The spokesman also warned that the pirates would fight to the death if any country tried military action to regain the ship, and a man who said he was the ship's captain reported that one crew member had died.
Pirates seized the Ukrainian-operated ship Faina off the coast of Somalia on Thursday as it headed to Kenya carrying 33 Russian-built T-72 tanks and a substantial amount of ammunition and spare parts. The ordnance was ordered by the Kenyan government.
The guided missile destroyer USS Howard was stationed off the Somali coast on Sunday, making sure that the pirates did not remove the tanks, ammunition and other heavy weapons from the ship, which was anchored off the coast.
A spokesman for the U.S. 5th fleet said the Navy remained "deeply concerned" over the fate of the ship's 21-member crew and cargo.
In a rare gesture of cooperation, the Americans appeared to be keeping an eye on the Faina until the Russian missile frigate Neustrashimy, or Intrepid, reaches the area. The Russian ship was still in the Atlantic on Sunday, the Russian navy reported.
Pirate spokesman Sugule Ali said he was speaking Sunday from the deck of the Faina via a satellite phone — and verified his location by handing the phone over to the ship's captain, who also spoke with the AP. It was not possible to further confirm their identities.
"We want ransom, nothing else. We need $20 million for the safe release of the ship and the crew," Ali said, adding that "if we are attacked, we will defend ourselves until the last one of us dies."
Five nations have been sharing information to try to secure the swift release of the ship and its crew — Ukraine, Somalia, Russia, the United States and Britain. Kenyan government spokesman Alfred Mutua, however, insisted his country will not negotiate with pirates or terrorists.

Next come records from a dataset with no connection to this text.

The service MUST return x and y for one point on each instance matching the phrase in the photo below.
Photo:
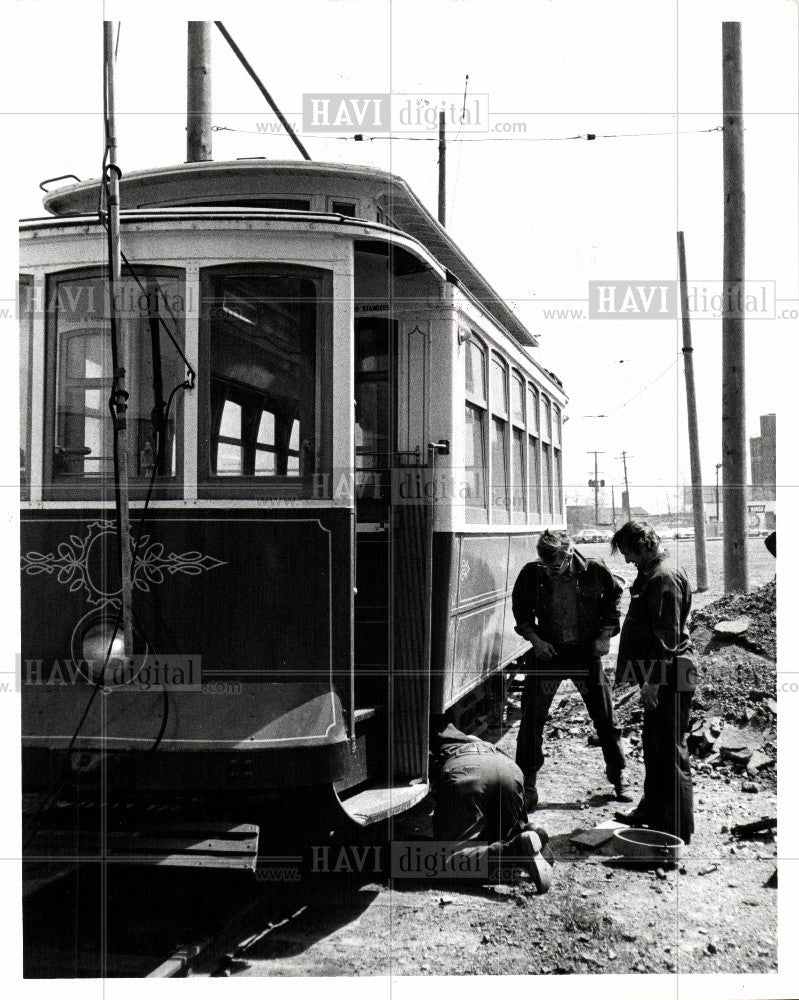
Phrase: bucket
(648, 845)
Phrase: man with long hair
(568, 608)
(655, 651)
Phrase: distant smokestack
(198, 92)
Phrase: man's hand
(649, 696)
(544, 651)
(601, 646)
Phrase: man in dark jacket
(655, 651)
(479, 811)
(567, 607)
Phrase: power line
(589, 136)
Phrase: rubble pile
(749, 620)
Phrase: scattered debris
(736, 627)
(758, 608)
(746, 830)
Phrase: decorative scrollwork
(70, 564)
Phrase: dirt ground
(716, 913)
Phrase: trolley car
(358, 450)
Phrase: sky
(540, 218)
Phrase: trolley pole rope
(119, 395)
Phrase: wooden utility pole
(442, 168)
(595, 483)
(693, 424)
(733, 386)
(625, 499)
(119, 394)
(198, 92)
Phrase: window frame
(87, 488)
(318, 485)
(519, 426)
(534, 493)
(28, 281)
(479, 514)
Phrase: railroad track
(154, 923)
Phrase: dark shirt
(655, 636)
(598, 600)
(566, 623)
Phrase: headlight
(95, 645)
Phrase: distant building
(584, 516)
(763, 453)
(761, 503)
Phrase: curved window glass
(264, 343)
(80, 360)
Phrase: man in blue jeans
(479, 810)
(568, 608)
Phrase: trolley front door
(394, 541)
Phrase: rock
(732, 738)
(758, 760)
(740, 758)
(735, 627)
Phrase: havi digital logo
(346, 112)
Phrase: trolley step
(371, 805)
(198, 845)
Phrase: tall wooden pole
(198, 92)
(693, 424)
(625, 500)
(118, 347)
(596, 455)
(442, 168)
(733, 401)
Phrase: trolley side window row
(263, 380)
(513, 466)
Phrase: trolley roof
(245, 182)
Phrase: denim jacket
(598, 593)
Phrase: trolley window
(533, 455)
(265, 346)
(546, 480)
(500, 481)
(518, 449)
(25, 313)
(80, 365)
(475, 457)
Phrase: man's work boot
(528, 846)
(530, 798)
(543, 836)
(621, 785)
(638, 817)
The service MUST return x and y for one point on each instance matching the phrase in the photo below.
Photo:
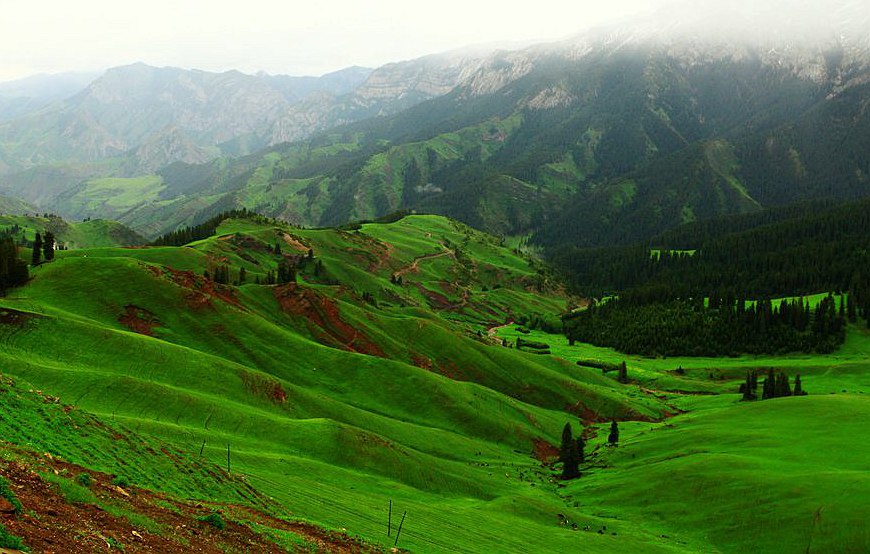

Ali said planes have been flying over the Faina. It was not known which country the planes belonged to. He also said others who made earlier ransom demands did not speak for the pirates holding the ship.
A man who said he was the captain of the seized ship and who identified himself as Viktor Nikolsky told the AP that a Russian crew member died Sunday because of hypertension.
"The rest of us are feeling well," Nikolsky said, adding that he could see three ships about a mile away, including one carrying an American flag.
Both Ali and Nikolsky spoke on a satellite phone number the AP got from a Somali journalist who spoke to Ali earlier in the day. The conversation lasted about 30 minutes. Ali spoke in Somali with a central Somalian accent and Nikolsky spoke in broken English.
Russian media had earlier identified Nikolsky as the first mate, yet he identified himself to the AP as the ship's captain. It was not possible to immediately resolve the discrepancy.
U.S. Navy spokesman Lt. Nathan Christensen told AP that the San Diego-based USS Howard had made contact with the Faina on Sunday.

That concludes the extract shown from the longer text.